Answer: Trace the shift from minority-stake sales to strategic disinvestment (Air India 2021) & asset monetisation (NMP); discuss political sensitivity around PSU employment & strategic-sector control as slowing factors.
"Second-generation reforms require a fundamentally different political-economy management approach compared to first-generation reforms." Comment.
Answer: Discuss the shift from removing state discretionary control (politically easier, diffuse beneficiaries) to redistributing factor-market rights (concentrated, visible losers); argue for consultation-intensive, phased implementation strategies going forward.
Analyse the role of the Narasimham Committee reforms in shaping India's post-1991 banking sector.
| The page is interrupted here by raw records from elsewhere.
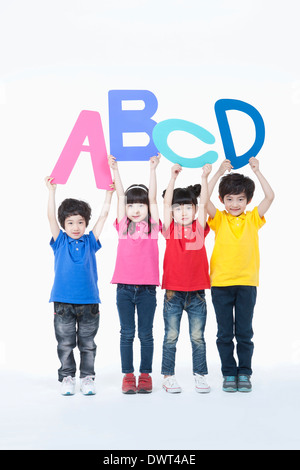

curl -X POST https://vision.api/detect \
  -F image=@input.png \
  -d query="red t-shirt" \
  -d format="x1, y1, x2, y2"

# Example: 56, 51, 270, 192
162, 220, 210, 292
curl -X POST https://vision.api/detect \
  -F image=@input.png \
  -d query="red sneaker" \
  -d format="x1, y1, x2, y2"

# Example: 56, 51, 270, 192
137, 373, 152, 393
122, 374, 136, 394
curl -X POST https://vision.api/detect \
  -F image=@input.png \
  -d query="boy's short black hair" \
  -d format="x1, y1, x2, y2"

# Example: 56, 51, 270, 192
162, 184, 201, 206
219, 173, 255, 202
57, 198, 92, 228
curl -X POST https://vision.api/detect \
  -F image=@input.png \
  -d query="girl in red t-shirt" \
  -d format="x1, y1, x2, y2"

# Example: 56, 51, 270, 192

How do these connect to later banking-sector challenges?
Answer: Discuss prudential-norm introduction & interest-rate deregulation as foundational reforms; connect to subsequent NPA-crisis & IBC-driven resolution challenges covered in Topic 16.
"India's 1991 reforms were crisis-driven, but subsequent structural reforms have been more deliberately sequenced." Discuss with examples.
Answer: Contrast 1991's IMF-conditionality-driven urgency with GST (2017)/IBC (2016)'s non-crisis, deliberately-negotiated implementation; discuss implications for reform durability & political legitimacy.
Discuss the significance of trade & current-account liberalisation in India's post-1991 reform trajectory, and the extent to which capital-account liberalisation has followed a similar path.
Answer: Discuss gradual tariff reduction & 1994 current-account convertibility vs. continued calibrated/partial capital-account convertibility; link to Topic 9's BoP & external-sector framework.
15. Revision Box — 15-Point Crisp Recap
- 1991 crisis: forex reserves fell to ~2-3 weeks of import cover; gold pledged; IMF structural-adjustment assistance sought.
- New Economic Policy announced 24 July 1991 (PM Narasimha Rao, FM Manmohan Singh).
- LPG = Liberalisation (delicensing) + Privatisation (disinvestment) + Globalisation (trade/FDI opening).
- Industrial Policy 1991 abolished licensing for most sectors bar a small negative list (defence, atomic energy, hazardous chemicals).
- Current account convertibility achieved 1994; capital account convertibility remains partial/calibrated.
- Narasimham Committee (1991, 1998): reduced SLR/CRR, prudential norms, interest-rate deregulation.
- SEBI: established 1988, statutory status via SEBI Act, 1992 (post-Harshad Mehta scam).
- Disinvestment journey: minority-stake sales → strategic disinvestment (Air India, 2021) → National Monetisation Pipeline (asset-leasing, not ownership transfer).
- Second-generation reforms = factor-market reforms (land, labour, capital) — politically harder due to concentrated, visible losers.
- 4 Labour Codes (2019-20) consolidate 29 laws; passed centrally but implementation delayed by Concurrent List state-rule-notification.
- 3 Farm Laws (2020) — fully repealed November 2021 after sustained farmer protests; key case study in reform-sequencing failure.
- GST (2017) & IBC (2016) = "third wave" post-2014 structural/institutional reforms, distinct from classic LPG or factor-market reform.
- Growth impact: shift from "Hindu rate of growth" (~3.5%, Raj Krishna) to sustained 6-8% post-reform growth.
- Critiques: rising inequality & low employment elasticity (jobless growth, Topic 18) accompany reform-era growth.
- Unfinished agenda: land & labour market reforms remain most incomplete; product-market liberalisation largely done.